Эта истина от Адальберто Ривадеро достойна особого места — быть написанной бронзовыми буквами рядом со статуей с завязанными глазами в холле Дворца Правосудия. Эта истина пульсировала у меня в голове, пока я спускался по ступенькам, стараясь понять, на каком автобусе мне сейчас лучше поехать. Потому что 30 мая 1968 года я чувствовал себя потерянным. Я работал в отделе, который хорошо функционировал, но сейчас я находился в руках придурка. Придурка самой ужасной разновидности: до нервной тряски жаждущего продвижения. Потому что придурок, чувствующий себя на пике своих возможностей, склонен сводить к минимуму все свои действия. И на этой вершине чувствует себя полностью удовлетворенным. И поэтому боится. Боится, что окружающим невооруженным взглядом будет видно, что он придурок. Боится сделать глупость, из-за которой окружающие могут понять, что он придурок, если они и так еще не поняли. И поэтому все считают его спокойным. Он старается делать как можно меньше движений и позволяет жизни мирно протекать мимо него. И его служащие при таком раскладе могут работать себе спокойно, делать то, что умеют, и даже сочетать свои действия с ничегонеделанием своего шефа, выставляя его, таким образом, в выгодном свете, так что он выглядит умным, ну или хотя бы не таким придурком.

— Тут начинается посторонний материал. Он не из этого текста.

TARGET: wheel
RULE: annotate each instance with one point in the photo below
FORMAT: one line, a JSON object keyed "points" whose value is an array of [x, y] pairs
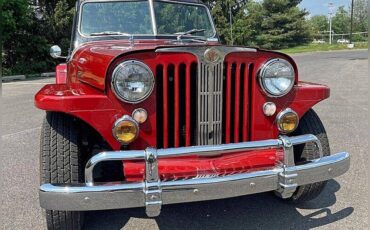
{"points": [[310, 124], [61, 162]]}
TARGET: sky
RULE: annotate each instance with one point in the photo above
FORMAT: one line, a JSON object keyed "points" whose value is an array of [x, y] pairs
{"points": [[316, 7]]}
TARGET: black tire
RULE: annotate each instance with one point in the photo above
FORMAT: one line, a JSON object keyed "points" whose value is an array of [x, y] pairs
{"points": [[61, 162], [310, 124]]}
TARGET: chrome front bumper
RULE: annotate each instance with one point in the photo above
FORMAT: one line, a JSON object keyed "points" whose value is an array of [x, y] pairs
{"points": [[153, 193]]}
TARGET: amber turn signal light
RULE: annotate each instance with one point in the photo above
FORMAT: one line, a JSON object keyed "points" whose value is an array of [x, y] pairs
{"points": [[287, 121], [126, 130]]}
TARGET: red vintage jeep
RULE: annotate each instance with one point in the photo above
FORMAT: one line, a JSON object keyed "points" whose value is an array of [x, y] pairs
{"points": [[150, 109]]}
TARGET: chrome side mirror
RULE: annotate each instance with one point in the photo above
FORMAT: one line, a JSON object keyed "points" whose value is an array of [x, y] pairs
{"points": [[56, 52]]}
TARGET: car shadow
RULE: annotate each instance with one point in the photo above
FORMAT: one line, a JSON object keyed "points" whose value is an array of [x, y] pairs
{"points": [[261, 211]]}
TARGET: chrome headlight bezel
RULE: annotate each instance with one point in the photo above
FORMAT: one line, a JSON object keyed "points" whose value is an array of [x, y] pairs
{"points": [[265, 68], [119, 94]]}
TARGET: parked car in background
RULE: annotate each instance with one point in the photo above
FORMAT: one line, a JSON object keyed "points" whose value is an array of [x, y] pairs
{"points": [[319, 41], [343, 41], [151, 109]]}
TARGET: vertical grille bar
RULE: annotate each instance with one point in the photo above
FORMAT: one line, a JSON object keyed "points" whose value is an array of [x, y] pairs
{"points": [[188, 106], [237, 103], [203, 103], [165, 106], [245, 103], [177, 108], [228, 103]]}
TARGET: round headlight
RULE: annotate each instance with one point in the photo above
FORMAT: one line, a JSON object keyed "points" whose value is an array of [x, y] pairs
{"points": [[277, 77], [132, 81]]}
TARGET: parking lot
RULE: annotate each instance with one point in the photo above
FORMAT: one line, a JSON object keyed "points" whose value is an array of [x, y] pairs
{"points": [[343, 204]]}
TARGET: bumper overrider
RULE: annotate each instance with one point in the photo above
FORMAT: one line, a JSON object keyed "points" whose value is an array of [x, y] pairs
{"points": [[153, 193]]}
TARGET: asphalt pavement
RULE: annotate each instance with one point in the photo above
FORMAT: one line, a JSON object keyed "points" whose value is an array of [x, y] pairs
{"points": [[343, 204]]}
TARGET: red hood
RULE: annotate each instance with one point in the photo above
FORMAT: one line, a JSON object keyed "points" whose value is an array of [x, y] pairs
{"points": [[91, 61]]}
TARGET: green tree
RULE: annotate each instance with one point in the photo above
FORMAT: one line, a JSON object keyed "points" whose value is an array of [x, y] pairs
{"points": [[360, 16], [273, 24], [318, 24], [221, 14], [22, 42]]}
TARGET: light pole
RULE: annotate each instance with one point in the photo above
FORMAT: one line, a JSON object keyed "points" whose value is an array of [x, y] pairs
{"points": [[351, 31], [331, 7]]}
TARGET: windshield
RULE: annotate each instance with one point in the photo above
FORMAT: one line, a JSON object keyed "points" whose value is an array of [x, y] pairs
{"points": [[134, 18]]}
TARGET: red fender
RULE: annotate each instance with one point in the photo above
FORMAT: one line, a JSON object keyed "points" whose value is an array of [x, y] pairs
{"points": [[61, 73]]}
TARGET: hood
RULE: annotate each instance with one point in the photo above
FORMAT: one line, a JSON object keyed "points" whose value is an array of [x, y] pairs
{"points": [[91, 61]]}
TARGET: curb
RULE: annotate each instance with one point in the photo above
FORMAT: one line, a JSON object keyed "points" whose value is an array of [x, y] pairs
{"points": [[24, 77], [13, 78]]}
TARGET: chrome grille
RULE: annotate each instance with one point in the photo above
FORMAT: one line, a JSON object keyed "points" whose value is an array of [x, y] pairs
{"points": [[210, 84], [200, 100]]}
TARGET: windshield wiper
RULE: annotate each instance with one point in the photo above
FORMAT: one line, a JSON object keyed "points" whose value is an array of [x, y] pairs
{"points": [[110, 33], [190, 32]]}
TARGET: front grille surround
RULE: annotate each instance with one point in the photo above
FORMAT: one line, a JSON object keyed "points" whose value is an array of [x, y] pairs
{"points": [[201, 102]]}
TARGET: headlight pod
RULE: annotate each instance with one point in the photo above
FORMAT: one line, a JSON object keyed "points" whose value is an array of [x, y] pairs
{"points": [[277, 77], [132, 81]]}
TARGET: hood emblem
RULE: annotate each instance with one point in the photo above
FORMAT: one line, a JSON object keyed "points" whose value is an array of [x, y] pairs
{"points": [[212, 55]]}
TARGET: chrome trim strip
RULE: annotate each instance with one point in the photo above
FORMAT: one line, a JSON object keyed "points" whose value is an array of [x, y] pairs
{"points": [[153, 193], [114, 78], [152, 13], [262, 71], [118, 196]]}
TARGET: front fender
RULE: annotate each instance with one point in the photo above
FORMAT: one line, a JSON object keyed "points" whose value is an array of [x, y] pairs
{"points": [[85, 103], [303, 97]]}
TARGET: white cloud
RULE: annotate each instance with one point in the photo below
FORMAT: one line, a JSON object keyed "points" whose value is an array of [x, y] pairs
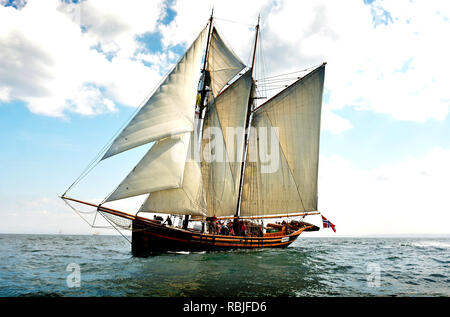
{"points": [[50, 64], [408, 197], [398, 68]]}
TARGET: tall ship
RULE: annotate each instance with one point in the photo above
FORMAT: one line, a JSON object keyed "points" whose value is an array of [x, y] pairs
{"points": [[228, 169]]}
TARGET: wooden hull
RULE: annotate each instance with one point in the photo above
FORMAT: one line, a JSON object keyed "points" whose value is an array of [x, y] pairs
{"points": [[151, 237]]}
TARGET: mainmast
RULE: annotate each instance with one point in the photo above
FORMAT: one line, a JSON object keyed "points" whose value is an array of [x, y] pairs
{"points": [[204, 71], [247, 123]]}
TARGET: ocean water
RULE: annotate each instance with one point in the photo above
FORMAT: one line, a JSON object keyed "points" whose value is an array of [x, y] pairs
{"points": [[60, 265]]}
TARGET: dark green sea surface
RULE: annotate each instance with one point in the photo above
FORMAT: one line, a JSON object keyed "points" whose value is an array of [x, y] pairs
{"points": [[59, 265]]}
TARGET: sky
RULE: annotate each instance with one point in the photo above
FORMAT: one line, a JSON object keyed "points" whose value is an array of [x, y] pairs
{"points": [[73, 72]]}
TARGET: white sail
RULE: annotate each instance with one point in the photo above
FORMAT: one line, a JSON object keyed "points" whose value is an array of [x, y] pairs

Что касается придурка, страстно жаждущего продвижения, то здесь надо учесть два сложных момента. Для начала — кровь в нем кипит, он полон энтузиазма, инициативы плещут через край. Энергия, энтузиазм и инициативы, которые бьют, как из горного источника, ему необходимо выставить перед вышестоящими, чтобы они наконец-то поняли, какой неоцененный бриллиант находится у них в руках, и его обязанности не дотягивают до него ни по моральным, ни по интеллектуальным меркам. И вот тут наступает вторая сложность: этот вид придурка смело характеризуется еще одной чертой — отсутствием совести. Он лелеет мечту о продвижении, потому что чувствует себя достойным. И даже может почувствовать, что жизнь и ближние его к нему несправедливы, препятствуя сделать глоток воздуха, на который он имеет полное право. В данном случае отсутствие сознания и страстные порывы превращают такого придурка в опасный вид. Опасный не столько для себя самого, сколько для окружающих. Для тех окружающих, которые находятся у него в подчинении, одному из которых (перейдем к конкретному случаю) приходится покинуть удобный кабинет Секретариата, чтобы ознакомиться со сценой убийства. Именно поэтому он спускается по ступеням со стороны улицы Талькауано с букетом проклятий на губах.